The short answer to the above questions is, “yes” and “possibly”. Seats that no one thought would fall invariably do fall in every single wave election. Seats that were on no one’s radar become the stories of the election which highlight the strength of the wave. Maine has two credible – if a bit underfunded – Republican challengers who could very well shock conventional wisdom.
Let’s take a quick look at what seats fell in the last two big waves:
2008
First, some vital statistics on what happened in 2008 with the Democrats. The average Cook PVI (a quick rating of the partisan lean of a district) for each seat the Democrats took over (not counting the few seats they lost) was R+4.63. They took 19 seats that were in districts which favored Republicans, and they also took eight seats that leaned Democrat.
Thirteen of those seats leaned as much or more Republican than Maine’s 2nd Congressional District leans Democrat. Three of those seats leaned more Republican than Maine’s 1st Congressional District leans Democrat.
Additionally, the Republicans took five seats even amongst that wave. Those seats, however were all strong Republican districts, with the exception of Louisiana 2 (D+25), which was a rather unique situation to say the least.
Here is a list of the Democratic takeovers:
- R + 18 – Idaho 1
- R + 16 – Alabama 2
- R + 13 – Maryland 1
- R + 6 – Colorado 4
- R + 6 – Arizona 1st
- R + 6 – New Mexico 2
- R + 5 – New York 29
- R + 5 – Virginia 2nd
- R + 5 – Virginia 5
- R + 4 – Florida 24
- R + 4 – New York 13
- R + 4 – Ohio 16th
- R + 3 – Pennsylvania 3
- R + 2 – Florida 8
- R + 2 – Michigan 7
- R + 2 – North Carolina 8
- R + 1 – Illinois 11
- R + 1 – Maryland 1
- R + 1 – New Jersey 3
- D + 1 – Ohio 1
- D + 1 – Ohio 15
- D + 2 – Michigan 9
- D + 2 – Nevada 3
- D + 2 – Virginia 11
- D + 3 – New York 25
- D + 5 – Connecticut 4
- D + 5 – New Mexico 1
2006
Now, some vital statistics on what happened in 2006 with the Democrats. The average Cook PVI for each seat the Democrats took over (the Republicans took none) was R+1.48. They took nineteen seats that were in districts which favored Republicans, one that was split, and they also took eleven seats that leaned Democrat.
Thirteen of those seats leaned as much or more Republican than Maine’s 2nd Congressional District leans Democrat. Four of those seats leaned as much or more Republican than Maine’s 1st Congressional District leans Democrat.
Interestingly, this year the Republicans took zero Democrat held seats. None.

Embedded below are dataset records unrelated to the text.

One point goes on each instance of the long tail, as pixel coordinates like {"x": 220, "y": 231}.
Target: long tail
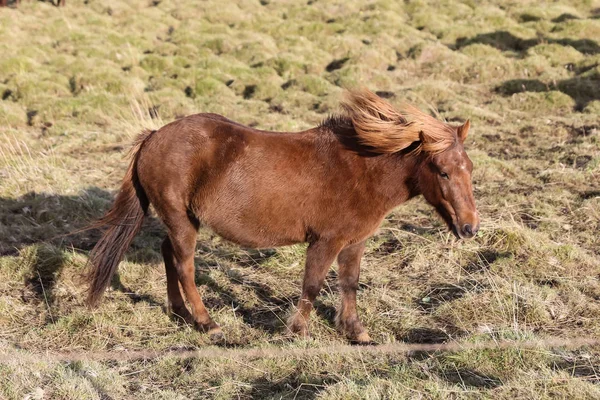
{"x": 120, "y": 224}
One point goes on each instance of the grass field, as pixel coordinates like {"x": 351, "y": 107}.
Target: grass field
{"x": 76, "y": 84}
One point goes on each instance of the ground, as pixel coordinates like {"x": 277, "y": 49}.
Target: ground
{"x": 77, "y": 83}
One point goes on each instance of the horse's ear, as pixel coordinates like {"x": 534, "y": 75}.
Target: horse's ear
{"x": 463, "y": 131}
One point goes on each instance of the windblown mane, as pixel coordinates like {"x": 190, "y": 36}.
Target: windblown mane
{"x": 385, "y": 129}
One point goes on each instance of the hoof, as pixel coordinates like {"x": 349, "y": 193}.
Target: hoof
{"x": 362, "y": 339}
{"x": 181, "y": 314}
{"x": 297, "y": 325}
{"x": 216, "y": 335}
{"x": 355, "y": 332}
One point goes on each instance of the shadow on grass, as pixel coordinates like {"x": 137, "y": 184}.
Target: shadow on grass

Here is a list of the Democratic takeovers:
- R + 13 – Texas 22
- R + 9 – Kansas 2
- R + 8 – Indiana 8
- R + 8 – Pennsylvania 10
- R + 7 – Ohio 18
- R + 6 – Indiana 9
- R + 6 – North Carolina 11
- R + 6 – Pennsylvania 4
- R + 5 – Arizona 1
- R + 5 – Florida 16
- R + 4 – Arizona 8
- R + 4 – Texas 23
- R + 3 – New York 19
- R + 2 – Indiana 2
- R + 2 – New York 20
- R + 2 – New York 24
- R + 2 – Wisconsin 8
- R + 1 – California 11
- R + 1 – Minnesota 1
- EVEN – New Hampshire 1
- D + 1 – Florida 22
- D + 2 – Connecticut 5
- D + 2 – Kentucky 3
- D + 2 – Pennsylvania 8
- D + 3 – New Hampshire 2
- D + 3 – Pennsylvania 7
- D + 4 – Colorado 7
- D + 5 – Iowa 1
- D + 6 – Connecticut 2
- D + 7 – Iowa 2
- D + 13 – Vermont At large
Back To Some Analysis
So what does this mean? Well, basically it means that when the Democrats retook Congress in 2006 and wiped out Republicans in 2008, they fed on seats that were marginally in control of the Republican Party.
In totality, twenty-six (out of fifty-two) of the seats taken by Democrats leaned as much toward the Republicans as Maine’s second district leans Democratic. That is exactly half of the House seats taken over. Seven of the seats taken by Democrats leaned as much toward the Republicans as Maine’s first district leans Democratic. That is roughly 13% of the House seats taken over.
For the record, the previous wave elections in 1994 and before have very similar statistics.
So what does this mean for Jason Levesque and Dean Scontras?
Essentially it means that a very healthy dose of seats taken over by Democrats in the preceding two election cycles have been in districts exactly like they find themselves running in. Many of those seats were not on the DCCC’s radar, any national analyst’s radar, or really even within range of anyone’s radar. Many of those candidates were underfunded, and several of them weren’t even taken seriously until a couple weeks before the election.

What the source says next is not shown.